Royal Institution | 12 Oct 1835

Dear Mrs. Somerville

I have been making some experiments with the papers but do not succeed in obtaining so good & regular a result as I wished & believed I might obtain1[.]

In the first place the precipitates made upon the paper are not so sensible or regular as that first found & washed & applied in the normal way the excess of the muriate or nitrate used & the resulting salt formed interfering with action of light by retarding more or less the change and that in an irregular manner[.] Chloride produced on the paper is therefore nothing like so regular in its change as chloride previously precipitated & well washed[.]

In the next place I do not find that I can lay a more regular coat of the substance on the method I mentioned than by using the moist precipitated chloride & a camel hair pencil[.]

I suspect your chloride is a good deal discovered[.] I will therefore precipitate & wash some and send it to you in the moist state[.] Allow me to suggest that when you refer to and apply it to paper for your experiments you do so in a dark place or by candle light only & then you may keep it for a long time in good condition[.]

I send also Biots report for your inspection2[.]

Every Your faithful Servant | M. Faraday

Mrs.

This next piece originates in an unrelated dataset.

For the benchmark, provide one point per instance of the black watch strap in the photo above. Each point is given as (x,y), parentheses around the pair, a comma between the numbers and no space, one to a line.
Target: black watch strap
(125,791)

Somerville

See Somerville (1836) and Patterson (1983), 173-4 for details of these experiments of Somerville's.
Biot (1835).

Bibliography

BIOT, Jean-Baptiste (1835): “Rapport fait à l'Académie des Sciences, sur les Expériences de M. Melloni, relatives à la chaleur Rayonnante”, Mém. Acad. Sci., 14: 433-572.

PATTERSON, Elizabeth Chambers (1983): Mary Somerville and the Cultivation of Science, 1815-1840, Boston.

SOMERVILLE, Mary (1836): “Expériences sur la transmission des rayons chimiques du spectre solaire, à travers différents milieux”, Comptes Rendus, 3: 473-6.